At CRSSD's Spring 2018 Fest, House and Techno RuledArticle by: Morena Duwe
Wed March 07, 2018 | 12:50 PM
It was an unusually overcast day in San Diego as a curious rattling sound emanated from the bay. Droves of festival-goers shuffled toward the gates of Waterfront Park for the bi-annual CRSSD Music Festival , seemingly unperturbed by being trapped in a human glacier that dragged along the sidewalk. After passing through security—where the trash cans were filled with confiscated lip balms, cosmetics, sunscreen and lighters—an opposing mixture of patrons dressed either in sparkling festival regalia or all black, mingled on the lawn. As each of the three stages pulsated to their own unique BPM, two of the three stages were particularly magnetic (and extremely crowded).
"When the rafters feel like they're gonna fall from the ceiling, you know it's techno,” says CRSSD attendee Chase Stanley, as we basked in the throbbing beats of Charlotte De Witte at the City Steps stage. All around us, hordes of techno devotees bounced and head-bobbed as De Witte conducted the crowd with her relaxed and slightly dispassionate demeanor. While the atmosphere on stage was serene, the proverbial rafters (had there been any) were indeed about to fall from the ceiling. Patrons blissfully devoured her beats as if they were at a sonic buffet.
“There's a lot of great people in the house and techno community with solid branding and marketing and a positive message that create amazing experiences where people can express themselves freely,” says Miles Najera who attended CRSSD as a photographer for LA Weekly. “Desert Hearts and Dirtybird are probably the two biggest examples of this right now, both dipping their toes into the mainstream while shedding light on the more underground talent through their platforms.”
Peppered throughout the event were people donning shirts and jackets that simply read “House x Techno,” the two genres that dominated CRSSD Fest. While City Steps featured techno artists such as Mark Knight, Camelphat, Sasha and Cirez D—one of Eric Prydz’s aliases—The Palms kept house heads happy with acts such as Lee Burridge, Walker & Royce, Billy Kenny, Anna Lunoe, and Shiba San.
“I think house and techno are so big right now because electronic music in general is really big right now,” says Vanessa Barnes, a prominent Southern California house and techno DJ who goes by the moniker VNSSA. “Camelphat got a Grammy nomination—not Martin Garrix, not Marshmello—Camelphat. That's so huge as far as house and techno goes.”
While the Main Stage hosted an impressive array of talent such as Little Dragon, The Presets, Empire of the Sun, Bonobo and Gorgon City, the crowd remained relatively scant—and not just because the stage had more space.
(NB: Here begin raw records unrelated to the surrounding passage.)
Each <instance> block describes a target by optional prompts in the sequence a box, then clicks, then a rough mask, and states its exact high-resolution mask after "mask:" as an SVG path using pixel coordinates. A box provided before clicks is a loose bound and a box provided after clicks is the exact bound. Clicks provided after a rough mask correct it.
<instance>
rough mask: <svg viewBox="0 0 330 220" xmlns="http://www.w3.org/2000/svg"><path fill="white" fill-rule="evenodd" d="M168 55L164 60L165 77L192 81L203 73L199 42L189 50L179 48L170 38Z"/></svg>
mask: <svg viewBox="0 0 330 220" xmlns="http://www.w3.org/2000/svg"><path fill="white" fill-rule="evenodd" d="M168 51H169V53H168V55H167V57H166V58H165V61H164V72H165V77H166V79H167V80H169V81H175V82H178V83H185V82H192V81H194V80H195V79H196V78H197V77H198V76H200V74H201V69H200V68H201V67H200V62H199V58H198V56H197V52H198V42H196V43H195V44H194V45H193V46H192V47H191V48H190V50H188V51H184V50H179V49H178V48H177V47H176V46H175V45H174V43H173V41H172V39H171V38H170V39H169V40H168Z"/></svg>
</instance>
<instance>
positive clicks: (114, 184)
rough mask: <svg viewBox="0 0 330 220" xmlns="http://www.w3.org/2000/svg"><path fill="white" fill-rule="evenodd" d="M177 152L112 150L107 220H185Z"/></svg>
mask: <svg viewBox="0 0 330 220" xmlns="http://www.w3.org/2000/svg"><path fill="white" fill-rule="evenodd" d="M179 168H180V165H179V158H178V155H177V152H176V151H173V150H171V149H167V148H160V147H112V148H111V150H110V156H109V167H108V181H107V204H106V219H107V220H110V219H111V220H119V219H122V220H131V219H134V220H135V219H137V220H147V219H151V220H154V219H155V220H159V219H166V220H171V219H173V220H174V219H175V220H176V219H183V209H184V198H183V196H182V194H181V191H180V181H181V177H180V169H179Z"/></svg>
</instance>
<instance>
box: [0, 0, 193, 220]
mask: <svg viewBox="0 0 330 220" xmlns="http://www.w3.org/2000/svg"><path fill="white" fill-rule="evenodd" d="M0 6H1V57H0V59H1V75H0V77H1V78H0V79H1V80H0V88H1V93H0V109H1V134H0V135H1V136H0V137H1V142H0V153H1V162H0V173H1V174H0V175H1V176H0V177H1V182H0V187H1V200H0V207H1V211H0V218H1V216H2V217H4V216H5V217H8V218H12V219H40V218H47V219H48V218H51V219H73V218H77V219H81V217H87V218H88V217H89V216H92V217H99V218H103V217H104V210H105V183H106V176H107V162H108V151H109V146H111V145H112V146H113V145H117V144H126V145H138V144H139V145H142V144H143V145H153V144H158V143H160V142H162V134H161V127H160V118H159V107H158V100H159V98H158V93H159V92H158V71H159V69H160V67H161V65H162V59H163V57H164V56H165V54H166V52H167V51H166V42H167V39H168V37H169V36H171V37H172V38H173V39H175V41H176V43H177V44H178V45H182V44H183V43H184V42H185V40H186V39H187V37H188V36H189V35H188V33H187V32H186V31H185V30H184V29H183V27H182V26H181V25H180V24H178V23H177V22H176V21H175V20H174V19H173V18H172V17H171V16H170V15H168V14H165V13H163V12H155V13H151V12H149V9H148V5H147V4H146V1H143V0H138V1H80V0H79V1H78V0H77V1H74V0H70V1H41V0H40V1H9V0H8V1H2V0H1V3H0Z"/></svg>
The Palms and City Steps stages were maddeningly packed at all times, a testament to the attendees' insatiable cravings for house and techno. During the day, the shoulder-to-shoulder dancing was infuriating yet, as the sun went down, all the Southern Californians who are not accustomed to 50-degree weather happily huddled together and immersed themselves in the music.
Though one would typically deem such a night too cold for water activities, that did not stop the handful of people who waded and stomped—some intentionally and some on accident—in the long, sloping fountains, one of CRSSD’s signature attractions. “Either those people are really wasted or they’re from Minnesota and this is summer to them,” said an onlooker. Regardless of why they were in the fountain, it was abundantly clear that nothing could shake their spirit as they energetically splashed to the steady thump of house music.
“The style of [house and techno] music transcends any race or culture,” says Taylor Vella, a CRSSD attendee who works for Vice. “Everyone can bond over the melodic sounds and share a common experience through dance. Anyone can dance to it. It's impossible to be unhappy if you're dancing.”
Because of house and techno’s distinctive high-energy beats, the vibe of CRSSD matched its soundtrack. Hugs and smiles were served in abundance, there were no fights, no injuries, and an unprecedented amount of beautiful people—both inside and out. This is the kind of atmosphere that house and techno generates—one of community, creativity, liberation, and vitality. These genres don’t just keep the dance floor vibrating with their continuous beats, but also inspire camaraderie—the linchpin of any music festival.
“How do you describe color to someone that can't see? You just have to experience it,” said Barnes, when asked to explain the two genres. “House and techno make me feel like I'm home.”